Furthermore, one "chooses" their future course, and whether they want to self-identify with one group more than another. To claim otherwise is to deny any semblance of free will. I know many people who choose to identify with the gay community that aren't gay, and many who choose to NOT identify with the gay community who are gay.

False equivalency rains down wonderfully on the head of a man imprisoned for speaking his mind. You can tell him all day how he chose to be in jail.
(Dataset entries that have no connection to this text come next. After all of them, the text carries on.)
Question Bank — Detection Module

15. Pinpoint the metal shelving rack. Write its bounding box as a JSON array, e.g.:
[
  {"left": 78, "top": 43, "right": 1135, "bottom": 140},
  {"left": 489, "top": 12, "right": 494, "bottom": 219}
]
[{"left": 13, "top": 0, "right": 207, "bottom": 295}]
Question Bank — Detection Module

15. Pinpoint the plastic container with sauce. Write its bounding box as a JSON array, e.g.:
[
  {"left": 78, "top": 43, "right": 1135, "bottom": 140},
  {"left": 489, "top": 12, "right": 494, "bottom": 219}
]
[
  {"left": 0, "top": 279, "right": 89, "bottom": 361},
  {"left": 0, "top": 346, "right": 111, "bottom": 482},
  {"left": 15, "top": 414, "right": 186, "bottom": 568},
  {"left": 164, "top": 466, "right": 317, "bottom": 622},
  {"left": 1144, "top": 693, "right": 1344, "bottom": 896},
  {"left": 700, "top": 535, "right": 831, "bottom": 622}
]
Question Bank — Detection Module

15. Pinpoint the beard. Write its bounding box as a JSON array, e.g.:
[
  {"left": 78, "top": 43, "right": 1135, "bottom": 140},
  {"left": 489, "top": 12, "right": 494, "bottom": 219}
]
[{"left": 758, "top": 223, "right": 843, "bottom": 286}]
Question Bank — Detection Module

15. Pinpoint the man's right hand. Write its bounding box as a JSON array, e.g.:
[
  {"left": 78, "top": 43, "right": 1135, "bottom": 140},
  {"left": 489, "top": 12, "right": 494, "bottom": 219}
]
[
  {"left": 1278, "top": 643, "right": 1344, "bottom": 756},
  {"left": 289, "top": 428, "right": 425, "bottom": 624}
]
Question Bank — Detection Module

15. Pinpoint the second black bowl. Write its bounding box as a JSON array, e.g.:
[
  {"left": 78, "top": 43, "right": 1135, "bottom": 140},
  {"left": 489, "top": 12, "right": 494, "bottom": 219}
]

The British probably thought those behind the movement that ultimately resulted in the United States were engaging in hate speech. Be careful not to use a tinted lens to evaluate the world. We all do it. I am not critical of your statement. I am merely pointing out that dissenting points of view throughout history have often met with push-back. Very often, years later, those responsible for the "hate speech" were recognized as being at the root of positive world-changing developments. Imagine the people who dared to engage in "hate speech" against the flat earth and geocentric dogma, voting rights, slavery, etc.

I am disagreeing with you on one point. Being Jewish is a choice, just like being Christian is a choice. I was born into a family, like most, with generations of religious belief. I, however, am an atheist. You don't have to be a Jew. You can have jewish culture in your life, respect it and enjoy it. That does not mean you have no choice but to also be religious. That part is a choice. Just as it is for anyone from any other religion.


> Being Jewish is a choice

Do you think that proponents of Neo-Nazism (etc) really care about the distinction between "born into a Jewish family" and "is a member of the Jewish religion?" I'm not saying that there isn't a distinction, but people engaged in hate usually aren't too interested in nuance.


Probably not. But that's not what I was arguing. Right?

For every example we care to provide there's probably a deviant group more than willing to discriminate against that population and even want to kill them. I think the history of genocides more than proves that point.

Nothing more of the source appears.